The back cover blurb claims that the book "presents a detailed study of life in early Scotland" but it does no such thing. You won't learn a stitch about what life was like during this time - no, instead the book devotes almost all of its words to figuring out who exactly were the Picts, Scots, Gall-gaidel, and Men of the North who inhabited the country that would become Scotland, who their kings were, and in what order they reigned. If you're looking for what life was like during the dark ages, you'll be disappointed here.

Luckily, I don't mind such studies, and find the analysis of early medieval chronologies (to which much of the book is devoted) to be at least somewhat interesting. I do have to admit, though, that the contents through the early middle of the book were somewhat dry, even for me, as it seems to cover the same ground more than once.

My interest peaked at the end, however, when it got into the chapters devoted to Dalriada and especially the British Kingdoms, because this is a particular fascination of mine. I never tire of hearing about Coel Hen, Rydderch Hael, Cunedda, and those Gododdin boys. We know so little of the period and place that any history takes on a mythical quality. I also have to give Chadwick bonus points for his citation of one of the quirkiest 'history' books I know: Galloway Gossip. I invite you to take a look at this marvel here: http://archive.org/stream/gallowaygos...

Although I enjoyed this book and have a lot of respect for the author, I find it hard to recommend. If you have a casual interest in the place and period, then I'd suggest you hunt down something more recent, and can recommend Tim Clarkson as a more up-to-date and accessible author. If you're looking for something more in depth, then you should look elsewhere as well, I'm afraid - check out the Edinburgh history series instead. If you interested in learning more about how historians have come to know what they do about this period, then by all means get yourself a copy if this book and enjoy.

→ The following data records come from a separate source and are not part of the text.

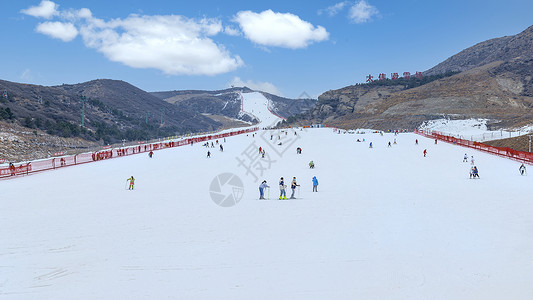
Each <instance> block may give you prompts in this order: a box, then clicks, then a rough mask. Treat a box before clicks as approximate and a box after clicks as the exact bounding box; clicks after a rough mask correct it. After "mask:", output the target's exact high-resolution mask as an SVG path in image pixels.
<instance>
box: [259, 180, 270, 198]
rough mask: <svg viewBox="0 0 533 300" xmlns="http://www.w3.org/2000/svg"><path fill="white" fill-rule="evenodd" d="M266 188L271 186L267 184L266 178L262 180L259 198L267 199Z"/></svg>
mask: <svg viewBox="0 0 533 300" xmlns="http://www.w3.org/2000/svg"><path fill="white" fill-rule="evenodd" d="M266 188H269V186H268V185H267V184H266V180H263V182H261V185H260V186H259V199H265V189H266Z"/></svg>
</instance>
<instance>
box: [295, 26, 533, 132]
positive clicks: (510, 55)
mask: <svg viewBox="0 0 533 300" xmlns="http://www.w3.org/2000/svg"><path fill="white" fill-rule="evenodd" d="M532 37H533V26H532V27H529V28H528V29H526V30H524V31H523V32H521V33H520V34H517V35H515V36H511V37H503V38H499V39H493V40H490V41H486V42H483V43H480V44H477V45H475V46H473V47H471V48H468V49H465V50H463V51H461V52H460V53H458V54H457V55H454V56H452V57H451V58H449V59H448V60H446V61H445V62H442V63H440V64H438V65H437V66H435V67H434V68H432V69H429V70H428V71H426V72H424V73H423V74H424V77H423V79H418V80H420V81H419V82H416V80H417V79H413V78H411V79H409V80H407V79H405V78H400V79H399V80H390V79H388V80H386V81H377V82H375V83H372V84H357V85H353V86H348V87H344V88H341V89H337V90H331V91H327V92H325V93H323V94H322V95H320V96H319V98H318V99H319V102H318V104H317V106H316V107H315V108H314V109H312V110H310V111H309V112H308V113H306V114H303V115H300V116H298V117H295V118H291V119H290V120H288V121H289V122H290V123H297V124H304V123H305V124H308V123H310V122H312V123H326V124H329V125H332V126H339V127H342V128H354V127H365V128H376V129H382V130H388V129H414V128H417V127H418V126H419V125H420V124H421V123H422V122H424V121H426V120H431V119H436V118H442V117H443V116H446V117H448V118H457V119H468V118H487V119H491V120H492V122H491V126H493V127H495V128H500V127H506V128H509V127H517V126H523V125H527V124H530V123H532V120H533V111H532V109H533V54H532V53H533V50H532V49H533V38H532Z"/></svg>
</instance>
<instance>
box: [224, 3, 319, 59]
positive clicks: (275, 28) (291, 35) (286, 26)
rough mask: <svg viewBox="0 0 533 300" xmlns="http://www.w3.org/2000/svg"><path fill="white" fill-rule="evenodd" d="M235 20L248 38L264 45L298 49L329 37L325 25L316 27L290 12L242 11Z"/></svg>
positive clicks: (267, 10)
mask: <svg viewBox="0 0 533 300" xmlns="http://www.w3.org/2000/svg"><path fill="white" fill-rule="evenodd" d="M234 21H235V22H237V23H239V26H240V28H241V29H242V31H243V32H244V35H245V37H246V38H247V39H249V40H251V41H252V42H254V43H256V44H259V45H263V46H277V47H284V48H291V49H297V48H305V47H307V46H308V45H309V44H311V43H313V42H321V41H325V40H327V39H328V38H329V33H328V32H327V31H326V29H325V28H324V27H322V26H317V27H315V26H314V25H313V24H311V23H309V22H306V21H303V20H302V19H300V18H299V17H298V16H296V15H293V14H290V13H275V12H273V11H272V10H265V11H263V12H261V13H254V12H252V11H240V12H238V13H237V15H236V16H235V18H234Z"/></svg>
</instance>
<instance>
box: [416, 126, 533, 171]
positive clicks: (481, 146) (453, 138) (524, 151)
mask: <svg viewBox="0 0 533 300" xmlns="http://www.w3.org/2000/svg"><path fill="white" fill-rule="evenodd" d="M415 133H416V134H419V135H422V136H425V137H428V138H431V139H438V140H441V141H444V142H448V143H451V144H454V145H459V146H463V147H468V148H472V149H476V150H480V151H484V152H487V153H490V154H495V155H499V156H503V157H506V158H510V159H513V160H516V161H520V162H524V163H528V164H533V153H531V152H525V151H518V150H514V149H511V148H507V147H494V146H489V145H486V144H483V143H480V142H474V141H469V140H463V139H460V138H456V137H453V136H449V135H446V134H443V133H441V132H437V131H419V130H415Z"/></svg>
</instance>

Finally, I'd like to give another nod to Nora Chadwick, who wrote a loving and poetic introduction. I'll share a bit of that with you here:


"The country is thickly studded with structures which provide a continuous record in stone and earth... The country is a museum of three millennia, with all its exhibits in situ. The monuments of past history are representative of all periods and all ways of life - hill-top cities; great camps, well constructed on Roman and Gaulish models, tall broch towers, marvels of purely native architectural development; innumerable little castles and promontory forts; underground passages and chambers, connected in some mysterious way with the living sites above; and earliest of all, great circles and avenues of stone, and barrows where, as the Scottish peasants have told me, 'Great generals were buried lang syne, lang syne'.